Além da genética, um dos principais fatores responsáveis por essa questão, é, sem dúvida, o número de propagandas direcionadas ao público-alvo, as quais utilizam elementos do imaginário infantil para promover um consumo desenfreado de fast foods e afins, característica esta típica do modo de produção capitalista, como muito explorado pelo filósofo e sociólogo alemão Karl Marx, e que favorece o desenvolvimento de inúmeras doenças, sendo diabetes e hipertensão as mais comuns.

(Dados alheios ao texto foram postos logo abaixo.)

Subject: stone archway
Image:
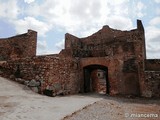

Nota-se, ainda, um estímulo precário à prática de atividades físicas, - hábito este que, infelizmente, tende a permanecer durante toda a vida - uma vez que, diante de toda a tecnologia disponível, videogames e celulares tornaram-se atrativos indispensáveis, os quais, entretanto, contribuem para o sedentarismo. Outro agravante está presente na insuficiente carga horária da disciplina de Educação Física nas escolas, que, em geral, ocupa somente 1 dia da semana e dura 2 tempos de 50 minutos ou menos.
A partir do crescente perigo a este grupo ainda tão jovem, é evidente a urgência com que se deve disseminar rotinas de vida mais saudáveis e que gerem bem-estar. Logo, a mídia, como formadora e transmissora da cultura em massa, poderia se dedicar à criação de animações e propagandas que informem acerca da importância da ingestão de alimentos reguladores, construtores e energéticos; o Ministério da Educação, por sua vez, deveria reformular a grade curricular de forma a acrescentar mais horas à prática de exercícios físicos, dado que a atual mostra-se deficiente.